Surviving Teething Without Sleep Regression
One of the biggest worries for parents with young babies is how to protect their baby’s sleep when teething strikes. Teething is one of the most testing times during your baby’s first few years, and it can be totally unpredictable, making it difficult to prepare for.
Many parents think that their babies start teething when they are around 12 weeks, when they start to display two of the most common signs of teething – dribbling and chewing/sucking on anything they can pull into their mouths. Some babies will be teething at this point, and will go on to cut their first tooth within a few weeks… However, most first teeth don’t appear until babies are 5 to 8 months and some babies are still all gums at a year! Those signs that appear at 12 weeks are simply the saliva glands kicking in and producing lots more saliva, in preparation for teething as well as weaning. The chewing and sucking of all things in reach is just a little milestone in their development.
So how can you tell if the dribbling and chewing are the start of teething or just development?
- Are they accompanied by red cheeks?
- Has your baby become more unsettled than usual? Crying for no apparent reason? Wanting to be held more than usual but still not settling in your arms?
- Has the smell of your baby’s poo become particularly vile?
- Do they suddenly have nappy rash?
- If your baby is on solid food, have they gone off some or most food?
- If you’re breastfeeding, has your baby started biting you while feeding? Or chewing on the bottle while bottle-feeding?
If the answer is “yes” to some or all of these questions, you baby is probably teething.
There doesn’t seem to be a formula to work out when you will be troubled by the wretched things, but there are a few things that you can do to avoid feeling that your little one is living on a diet of Calpol and Neurofen, and to avoid having your precious sleep totally destroyed!!!

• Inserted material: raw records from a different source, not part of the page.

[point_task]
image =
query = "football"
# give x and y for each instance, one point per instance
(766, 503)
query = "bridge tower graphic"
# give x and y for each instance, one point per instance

- Your instinct may be to cuddle away the pain and let your baby sleep on you or in your bed, but this will have a negative impact on sleep. Instead, give extra cuddles, but use pain killers and homeopathic remedies as well. The cuddles will help your baby deal with the pain while the medication kicks in, and then your baby should be able to sleep for a few hours. Try to get on top of the teething pain before you put your baby to bed so that you can at least have your evening.
- Don’t jump up the second your baby makes a noise in the night expecting every cry to turn into hours of howling. Teething often causes babies to be unsettled but they can still resettle if you give them a few minutes.
- If your baby has become fussy with feeding, be flexible with their routine, but don’t give up on it completely – without a routine, you won’t know if your baby is in pain, hungry, thirsty or tired. But if your baby isn’t taking as much milk or food at their regular times, you can always add top-ups to ensure they don’t get too hungry.
- Don’t give up on sleep training if you’re in the middle of it. You can carry on as long as you don’t leave your baby in pain! And if you do have a few bad nights, just go back a step or two in any training that you’re doing and you should be able to get back on track.
When your baby is teething, it is worth getting out the camomile teething granules and teething gel. Apply as per the instructions on their packets and see if they help. If they don’t, you can step it up to the Calpol and/or Neurofen. This should help to relieve the pain, however they won’t make your baby sleep unless they are tired because they are pain-killers, NOT a sedatives!
Most importantly, if sleep regresses, it can be always be fixed. It may fix itself or you may need to be proactive and help your baby back into good habits.